The old woman stared at Kaia. “She was dangerous. Even as a child. They said she never cried. Just watched.” Kaia whispered, “Who?” The woman hesitated. Then pointed to the girl with no face in the photo. “Her.”
That night, Lana stood by Elise’s bed. Silent. Watching. Elise stirred, whispering. “Don’t let her in.” Lana didn’t speak. Just walked away. But her hand was shaking.
Maren found a box in the basement. Old, covered in dust. Inside are tapes. Dozens of them. Dates scribbled on each one. Only one had a name. Tape 7: Elise - October 2017
She slipped it into the dusty player on the shelf. Static. Then a voice. Elise’s. “I don’t remember what happened.” A pause. “I just know she bled… and I liked it.” Then silence.
And something else. A different voice deep, slow, almost a whisper: “She was never alone.”

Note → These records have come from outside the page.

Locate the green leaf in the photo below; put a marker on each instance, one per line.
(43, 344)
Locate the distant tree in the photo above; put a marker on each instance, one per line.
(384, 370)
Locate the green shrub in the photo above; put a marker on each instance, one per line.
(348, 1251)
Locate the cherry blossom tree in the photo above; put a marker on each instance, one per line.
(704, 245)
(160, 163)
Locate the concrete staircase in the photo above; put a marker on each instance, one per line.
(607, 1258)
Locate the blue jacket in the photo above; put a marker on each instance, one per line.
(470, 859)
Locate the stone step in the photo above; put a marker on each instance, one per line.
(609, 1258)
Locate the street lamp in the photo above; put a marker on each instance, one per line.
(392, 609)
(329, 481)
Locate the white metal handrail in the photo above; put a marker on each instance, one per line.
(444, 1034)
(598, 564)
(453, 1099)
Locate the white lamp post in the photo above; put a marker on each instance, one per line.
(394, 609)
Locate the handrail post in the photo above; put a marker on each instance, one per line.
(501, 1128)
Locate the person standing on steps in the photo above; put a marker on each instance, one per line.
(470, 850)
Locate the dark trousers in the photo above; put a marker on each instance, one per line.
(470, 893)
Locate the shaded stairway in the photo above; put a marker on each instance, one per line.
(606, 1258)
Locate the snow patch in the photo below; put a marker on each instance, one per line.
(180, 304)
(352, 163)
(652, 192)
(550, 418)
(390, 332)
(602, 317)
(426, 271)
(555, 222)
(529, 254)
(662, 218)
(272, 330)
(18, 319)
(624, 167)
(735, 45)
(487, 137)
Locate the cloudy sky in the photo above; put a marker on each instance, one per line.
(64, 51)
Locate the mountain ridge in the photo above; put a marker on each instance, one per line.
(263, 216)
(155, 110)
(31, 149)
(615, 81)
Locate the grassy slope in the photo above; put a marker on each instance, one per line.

Simon caught Lana in the hallway. “You remember me now, don’t you?” Lana blinked. “No.” He stepped closer. “You were there when Sera vanished.” Lana didn’t flinch. “Everyone was.” He leaned in, voice shaking. “You watched her drown.” Lana looked him in the eye. “I watched you run.” Simon’s breath caught. “Liar.” Lana smiled. “Then prove it.”
Kaia opened her drawer and found a new note. No handwriting. Just block letters. “ASK ELENA.” She stared at it. That name hadn’t been spoken in years. Not since the hospital. Not since the night she woke up screaming and no one believed her. She ran to her old box of journals.
Flipped back. Found a ripped page she’d forgotten existed. One word written again and again: Elena. Elena. Elena. But no memory of who that was.
Mallory dug deeper. She found an article from 2006. Headline: “Local Girl Drowns in Hollow Creek Body Never Found.” Photo blurred. Name: Elena Raye. Age: 8. Sister: Lana Crowe. Mallory dropped the paper.
Lana never said she had a sister. Never mentioned a drowning. And in the margin, scribbled in fading pencil: "One dies. One forgets. One becomes.”
That night, Elise woke to find someone sitting at the foot of her bed. Lana. Holding a photograph. “Elena wasn’t supposed to come back,” Lana whispered. Elise sat up, heart racing. “Who’s Elena?” Lana didn’t answer.
She just showed Elise the photo. Three girls. A forest. A knife. One girl had her eyes scratched out. The others were smiling. Elise looked closer. And realized her own face had been taped over someone else’s. Underneath, another face. Blurry. But not unfamiliar.
In the attic, Kaia flipped through a yearbook. She stopped on a page with her own picture. Next to it, someone had written: “She remembers too much.”
Below, someone else added: “No—she’s the reason they forget.”
The storm outside cracked through the silence. Thunder shook the house. Maren screamed from her room. They all ran in. She pointed to the wall. Fresh words carved into the paint: “I AM THE ONE YOU FORGOT.”
No one had a knife. No one heard anything. But the wall bled anyway. Simon sat outside, staring into the trees. He whispered to no one. “She’s waking up again.” And the woods whispered back.